The octahedrally coordinated Ge2 site is on special position 4d, site symmetry.. 2. Four of its corners are shared with neighbouring Ge1 and the remaining two with neighbouring Ge3 tetrahedra. The average Ge2—O bond length in the title compound is somewhat larger than that found by Nevskii et al. (1979) but is smaller by ~0.01 Å than that in Cd2Ge7O16 (Plattner & Völlenkle 1977). In comparing Ca2Ge7O16 and Cd2Ge7O16 with the AB4O9 compounds it is found that average Ge—O bond lengths and polyhedral distortional parameters are similar. Increasing the size of the eightfold coordinated A cation [Cd = 1.07 Å, Ca = 1.12 Å, Sr = 1.25 Å, Pb = 1.29 Å, Ba = 1.42 Å; Shannon & Prewitt 1969] an almost linear increase of <Ge—O> bond lengths is observable, extending, for example, from 1.746 (2) and 1.762 (2) Å in the title compound to 1.756 (3) and 1.779 (3) Å for the tetrahedral sites in BaGe4O9 (Shashkov et al. 1984).
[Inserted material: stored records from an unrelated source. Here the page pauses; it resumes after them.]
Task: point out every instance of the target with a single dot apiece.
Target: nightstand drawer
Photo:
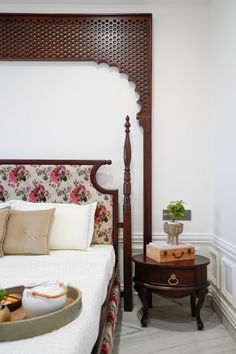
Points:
(172, 276)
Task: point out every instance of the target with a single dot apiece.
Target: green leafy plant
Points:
(176, 210)
(3, 294)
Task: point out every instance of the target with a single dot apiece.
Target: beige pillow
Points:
(28, 232)
(4, 213)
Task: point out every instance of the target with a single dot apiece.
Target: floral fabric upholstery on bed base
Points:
(58, 184)
(111, 318)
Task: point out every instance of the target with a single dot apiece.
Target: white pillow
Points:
(9, 203)
(73, 224)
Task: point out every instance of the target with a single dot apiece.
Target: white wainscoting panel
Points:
(228, 284)
(214, 268)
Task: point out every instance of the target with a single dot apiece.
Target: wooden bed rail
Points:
(128, 301)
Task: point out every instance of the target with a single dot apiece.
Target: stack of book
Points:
(164, 252)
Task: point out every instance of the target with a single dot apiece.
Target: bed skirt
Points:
(111, 320)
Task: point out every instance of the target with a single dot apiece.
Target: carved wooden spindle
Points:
(128, 303)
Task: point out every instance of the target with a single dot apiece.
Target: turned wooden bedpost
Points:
(128, 301)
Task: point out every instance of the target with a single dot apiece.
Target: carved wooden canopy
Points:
(124, 41)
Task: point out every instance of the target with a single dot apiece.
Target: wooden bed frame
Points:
(121, 40)
(96, 164)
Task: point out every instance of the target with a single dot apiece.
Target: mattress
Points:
(90, 271)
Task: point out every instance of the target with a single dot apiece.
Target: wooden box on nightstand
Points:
(163, 252)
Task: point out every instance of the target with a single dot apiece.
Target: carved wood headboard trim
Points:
(121, 40)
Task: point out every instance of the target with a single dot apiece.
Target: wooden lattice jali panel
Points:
(124, 41)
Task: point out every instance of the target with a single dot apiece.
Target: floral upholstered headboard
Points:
(62, 182)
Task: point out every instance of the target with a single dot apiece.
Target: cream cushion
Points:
(9, 203)
(73, 224)
(4, 213)
(28, 232)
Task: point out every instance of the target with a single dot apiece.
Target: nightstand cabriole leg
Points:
(143, 295)
(201, 297)
(193, 304)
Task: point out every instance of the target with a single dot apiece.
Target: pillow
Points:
(4, 213)
(9, 203)
(28, 232)
(73, 224)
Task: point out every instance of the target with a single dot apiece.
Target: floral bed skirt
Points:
(111, 318)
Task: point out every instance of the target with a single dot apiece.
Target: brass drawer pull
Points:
(176, 255)
(173, 280)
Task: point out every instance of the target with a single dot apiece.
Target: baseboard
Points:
(224, 319)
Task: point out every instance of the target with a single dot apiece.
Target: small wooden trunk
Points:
(170, 253)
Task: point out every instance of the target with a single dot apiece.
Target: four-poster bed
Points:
(121, 40)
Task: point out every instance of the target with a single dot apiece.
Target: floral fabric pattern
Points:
(58, 184)
(111, 318)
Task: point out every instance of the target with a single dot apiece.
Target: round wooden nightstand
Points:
(171, 279)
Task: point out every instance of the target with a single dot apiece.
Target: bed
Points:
(120, 40)
(94, 270)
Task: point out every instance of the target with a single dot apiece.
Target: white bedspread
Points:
(90, 271)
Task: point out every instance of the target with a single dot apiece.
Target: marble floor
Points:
(171, 330)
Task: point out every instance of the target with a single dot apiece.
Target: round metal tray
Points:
(36, 326)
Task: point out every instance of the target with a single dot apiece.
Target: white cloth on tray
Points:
(90, 271)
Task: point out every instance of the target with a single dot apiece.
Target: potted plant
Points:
(173, 228)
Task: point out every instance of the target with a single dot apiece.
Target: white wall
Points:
(181, 152)
(223, 127)
(224, 117)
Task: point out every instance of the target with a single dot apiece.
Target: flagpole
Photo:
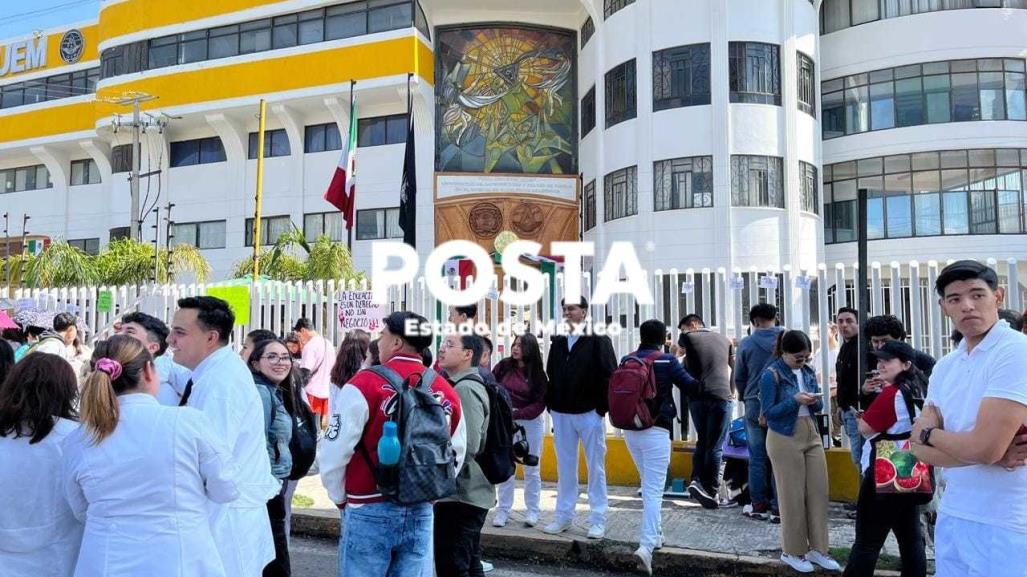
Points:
(352, 205)
(260, 188)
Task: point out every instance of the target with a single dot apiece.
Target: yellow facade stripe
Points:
(47, 122)
(136, 15)
(362, 62)
(53, 63)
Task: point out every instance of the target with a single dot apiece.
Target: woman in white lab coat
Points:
(141, 474)
(39, 536)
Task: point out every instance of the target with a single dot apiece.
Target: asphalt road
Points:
(316, 558)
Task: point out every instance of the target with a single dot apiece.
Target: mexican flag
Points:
(342, 191)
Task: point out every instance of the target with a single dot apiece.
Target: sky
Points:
(21, 16)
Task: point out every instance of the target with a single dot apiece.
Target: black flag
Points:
(408, 190)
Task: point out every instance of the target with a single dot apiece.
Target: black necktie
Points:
(185, 395)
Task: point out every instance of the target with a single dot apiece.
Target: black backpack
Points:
(426, 471)
(496, 459)
(303, 446)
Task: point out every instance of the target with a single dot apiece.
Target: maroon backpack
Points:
(633, 385)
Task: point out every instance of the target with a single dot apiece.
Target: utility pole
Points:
(135, 99)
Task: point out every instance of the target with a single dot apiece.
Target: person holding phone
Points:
(790, 398)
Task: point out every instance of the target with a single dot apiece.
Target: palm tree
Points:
(325, 260)
(59, 265)
(130, 262)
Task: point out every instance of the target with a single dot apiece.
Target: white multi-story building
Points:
(730, 133)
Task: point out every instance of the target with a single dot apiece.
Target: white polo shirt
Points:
(989, 495)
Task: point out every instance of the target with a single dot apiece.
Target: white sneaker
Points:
(797, 563)
(823, 560)
(644, 560)
(557, 527)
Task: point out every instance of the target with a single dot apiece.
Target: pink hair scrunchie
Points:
(109, 366)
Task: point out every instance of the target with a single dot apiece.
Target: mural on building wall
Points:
(506, 101)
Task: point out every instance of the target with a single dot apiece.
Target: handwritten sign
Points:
(357, 311)
(105, 301)
(237, 299)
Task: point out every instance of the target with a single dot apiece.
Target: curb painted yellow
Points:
(362, 62)
(136, 15)
(844, 483)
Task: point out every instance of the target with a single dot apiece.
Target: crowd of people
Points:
(163, 451)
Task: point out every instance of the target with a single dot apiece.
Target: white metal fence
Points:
(805, 298)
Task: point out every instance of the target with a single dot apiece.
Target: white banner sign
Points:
(449, 186)
(356, 311)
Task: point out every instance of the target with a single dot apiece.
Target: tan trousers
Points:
(800, 469)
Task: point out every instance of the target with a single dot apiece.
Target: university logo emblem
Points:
(72, 45)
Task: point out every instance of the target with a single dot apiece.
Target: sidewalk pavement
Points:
(697, 541)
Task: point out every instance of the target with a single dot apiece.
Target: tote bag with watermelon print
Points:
(898, 473)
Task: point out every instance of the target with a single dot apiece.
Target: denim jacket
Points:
(777, 396)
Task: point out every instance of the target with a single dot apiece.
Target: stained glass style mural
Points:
(506, 101)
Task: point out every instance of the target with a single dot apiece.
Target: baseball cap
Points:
(965, 270)
(896, 349)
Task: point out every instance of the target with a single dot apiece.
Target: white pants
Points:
(651, 452)
(532, 475)
(590, 428)
(966, 548)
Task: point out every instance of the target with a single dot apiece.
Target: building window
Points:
(620, 194)
(928, 194)
(121, 158)
(620, 93)
(270, 229)
(84, 172)
(25, 178)
(839, 14)
(378, 224)
(198, 151)
(587, 30)
(588, 112)
(49, 88)
(682, 183)
(210, 234)
(757, 181)
(612, 6)
(117, 233)
(755, 73)
(681, 76)
(808, 186)
(275, 144)
(925, 93)
(87, 245)
(807, 83)
(341, 21)
(381, 130)
(588, 215)
(330, 224)
(319, 138)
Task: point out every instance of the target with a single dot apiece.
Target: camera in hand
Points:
(522, 452)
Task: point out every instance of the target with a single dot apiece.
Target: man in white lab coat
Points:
(223, 388)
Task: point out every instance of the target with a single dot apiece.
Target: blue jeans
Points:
(761, 488)
(854, 438)
(712, 418)
(385, 540)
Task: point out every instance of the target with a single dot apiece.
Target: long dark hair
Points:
(352, 351)
(290, 385)
(38, 390)
(531, 356)
(100, 393)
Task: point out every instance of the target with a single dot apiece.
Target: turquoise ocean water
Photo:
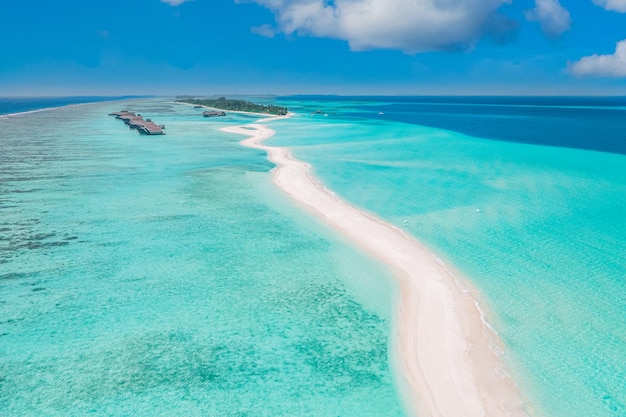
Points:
(541, 230)
(166, 275)
(162, 276)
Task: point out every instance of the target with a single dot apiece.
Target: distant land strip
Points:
(223, 103)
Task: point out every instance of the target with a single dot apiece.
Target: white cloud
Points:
(602, 65)
(553, 18)
(266, 31)
(409, 25)
(174, 2)
(614, 5)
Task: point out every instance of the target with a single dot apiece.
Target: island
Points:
(223, 103)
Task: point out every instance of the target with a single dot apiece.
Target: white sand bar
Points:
(445, 350)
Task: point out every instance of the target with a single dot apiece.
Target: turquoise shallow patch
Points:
(540, 230)
(163, 276)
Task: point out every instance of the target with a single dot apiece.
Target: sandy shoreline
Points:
(442, 342)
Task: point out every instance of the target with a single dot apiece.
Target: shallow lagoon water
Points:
(540, 230)
(152, 276)
(166, 275)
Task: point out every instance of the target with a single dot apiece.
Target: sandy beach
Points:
(444, 349)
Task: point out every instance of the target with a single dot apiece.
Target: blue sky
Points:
(543, 47)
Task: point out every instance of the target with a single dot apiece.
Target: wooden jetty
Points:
(136, 121)
(213, 113)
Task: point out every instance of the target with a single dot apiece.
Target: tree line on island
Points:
(223, 103)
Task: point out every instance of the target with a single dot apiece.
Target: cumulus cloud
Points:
(614, 5)
(174, 2)
(409, 25)
(266, 31)
(602, 65)
(553, 18)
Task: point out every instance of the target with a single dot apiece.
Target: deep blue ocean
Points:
(594, 123)
(9, 105)
(159, 276)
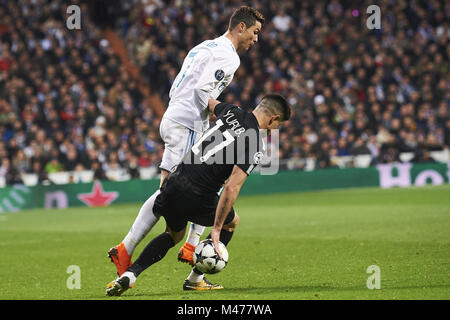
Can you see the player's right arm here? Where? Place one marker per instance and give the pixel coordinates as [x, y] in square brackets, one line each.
[228, 197]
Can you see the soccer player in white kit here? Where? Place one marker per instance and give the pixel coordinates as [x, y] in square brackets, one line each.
[207, 70]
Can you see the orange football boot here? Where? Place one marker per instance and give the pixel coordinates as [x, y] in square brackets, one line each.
[120, 257]
[186, 253]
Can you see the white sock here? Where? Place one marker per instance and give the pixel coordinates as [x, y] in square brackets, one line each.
[144, 222]
[195, 232]
[195, 277]
[130, 276]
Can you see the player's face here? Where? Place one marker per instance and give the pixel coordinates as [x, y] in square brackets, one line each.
[250, 35]
[274, 123]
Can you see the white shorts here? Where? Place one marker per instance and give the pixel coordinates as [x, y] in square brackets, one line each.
[178, 141]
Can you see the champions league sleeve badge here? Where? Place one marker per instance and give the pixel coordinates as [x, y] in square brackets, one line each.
[219, 74]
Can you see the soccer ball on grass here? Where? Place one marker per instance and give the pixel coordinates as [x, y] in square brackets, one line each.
[206, 259]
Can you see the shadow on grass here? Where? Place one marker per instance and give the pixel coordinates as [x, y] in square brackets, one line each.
[252, 291]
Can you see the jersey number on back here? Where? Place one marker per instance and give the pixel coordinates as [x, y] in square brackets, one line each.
[228, 140]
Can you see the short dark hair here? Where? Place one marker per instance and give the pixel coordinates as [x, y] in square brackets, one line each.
[276, 104]
[245, 14]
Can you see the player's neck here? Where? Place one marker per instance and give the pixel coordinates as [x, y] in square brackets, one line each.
[263, 122]
[233, 39]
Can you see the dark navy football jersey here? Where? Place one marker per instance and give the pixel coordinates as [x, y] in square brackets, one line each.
[234, 139]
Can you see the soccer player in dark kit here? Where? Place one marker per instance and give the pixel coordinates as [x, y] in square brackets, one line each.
[227, 152]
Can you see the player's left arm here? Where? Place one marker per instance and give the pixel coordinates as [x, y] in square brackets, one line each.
[228, 197]
[219, 69]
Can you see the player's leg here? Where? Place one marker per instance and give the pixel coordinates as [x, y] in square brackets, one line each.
[196, 279]
[176, 139]
[121, 254]
[195, 231]
[186, 252]
[156, 249]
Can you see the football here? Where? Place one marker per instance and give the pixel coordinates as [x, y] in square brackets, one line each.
[206, 259]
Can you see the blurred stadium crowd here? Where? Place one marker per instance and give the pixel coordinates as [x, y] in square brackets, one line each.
[67, 102]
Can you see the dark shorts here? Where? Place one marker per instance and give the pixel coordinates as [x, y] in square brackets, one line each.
[178, 206]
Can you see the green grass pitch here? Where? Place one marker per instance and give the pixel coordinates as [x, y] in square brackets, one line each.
[310, 245]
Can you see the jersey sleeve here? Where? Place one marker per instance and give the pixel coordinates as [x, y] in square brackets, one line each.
[223, 107]
[216, 76]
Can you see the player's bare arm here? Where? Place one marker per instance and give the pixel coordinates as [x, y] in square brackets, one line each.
[226, 201]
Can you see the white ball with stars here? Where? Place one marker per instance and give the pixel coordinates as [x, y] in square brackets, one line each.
[206, 259]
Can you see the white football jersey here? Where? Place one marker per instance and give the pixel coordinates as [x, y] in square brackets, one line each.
[206, 71]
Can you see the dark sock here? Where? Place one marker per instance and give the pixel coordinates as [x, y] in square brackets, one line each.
[153, 252]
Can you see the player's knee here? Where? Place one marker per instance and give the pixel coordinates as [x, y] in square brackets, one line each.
[230, 227]
[176, 236]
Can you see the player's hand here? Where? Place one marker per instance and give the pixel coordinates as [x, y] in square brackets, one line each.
[215, 236]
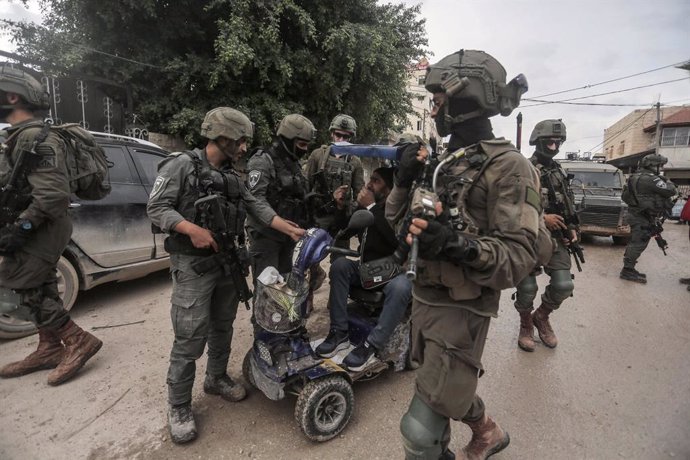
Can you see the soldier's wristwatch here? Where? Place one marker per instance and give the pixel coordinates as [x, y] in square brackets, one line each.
[25, 225]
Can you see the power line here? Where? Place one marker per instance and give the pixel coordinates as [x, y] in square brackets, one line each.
[611, 81]
[622, 130]
[543, 102]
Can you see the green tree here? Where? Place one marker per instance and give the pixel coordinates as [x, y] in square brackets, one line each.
[267, 58]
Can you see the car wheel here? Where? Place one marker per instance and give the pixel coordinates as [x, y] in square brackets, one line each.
[68, 287]
[324, 407]
[621, 240]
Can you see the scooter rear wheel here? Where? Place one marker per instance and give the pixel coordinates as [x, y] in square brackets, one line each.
[324, 407]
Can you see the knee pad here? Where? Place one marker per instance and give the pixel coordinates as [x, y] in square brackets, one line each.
[561, 286]
[526, 292]
[424, 431]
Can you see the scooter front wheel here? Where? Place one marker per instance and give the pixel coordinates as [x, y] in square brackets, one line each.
[247, 369]
[324, 407]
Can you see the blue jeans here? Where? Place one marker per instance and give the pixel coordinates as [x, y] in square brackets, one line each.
[397, 292]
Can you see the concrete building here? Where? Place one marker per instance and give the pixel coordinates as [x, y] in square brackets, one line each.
[635, 136]
[420, 122]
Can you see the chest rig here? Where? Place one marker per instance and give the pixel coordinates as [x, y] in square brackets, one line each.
[224, 183]
[287, 196]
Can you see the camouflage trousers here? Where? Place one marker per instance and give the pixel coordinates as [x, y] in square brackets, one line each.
[35, 280]
[203, 311]
[448, 343]
[640, 234]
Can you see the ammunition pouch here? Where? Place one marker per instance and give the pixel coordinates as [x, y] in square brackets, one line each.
[178, 243]
[378, 272]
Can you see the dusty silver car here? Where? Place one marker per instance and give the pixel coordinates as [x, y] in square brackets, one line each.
[112, 238]
[597, 188]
The reverse is valid for the polyhedral distortion parameters, which distinctly decrease with increasing size of the A cations within the AB4O9 series but also decrease from the title compound to SrGe4O9 (Nishi 1996), except the Ge4 tetrahedron, which suffers extreme distortion in SrGe4O9 (Nishi 1996) with TAV = 159.9° and TQE = 1.0385. It might be concluded that the trigonal AB4O9 structure type is not stable for cations smaller than Sr owing to this large distortion of the above-mentioned tetrahedral site, thus transforming to the similar tetragonal topology of the title compound.
The Ca2+ site is eight-coordinated, with six close and two more distant Ca—O bond lengths (Table 1). The two long bonds still contribute 0.08 valence units (v.u.) to the bond valence sum of Ca2+, thus being regarded as bonding. While in Ca2Ge7O14 the interstitial space hosting the A cation displays an elliptic shape and a nonuniform distribution of Ca—O bond lengths, it is of a more circular shape in SrGe4O9, displaying a more uniform distribution of Sr—O bonds between 2.600 (7) and 2.977 (8) Å (Nishi, 1996). It is assumed that the larger space requirement of Sr2+ (as compared with Ca2+) forces the formation of three-membered GeO4 rings, while in the title compound four-membered rings are still possible.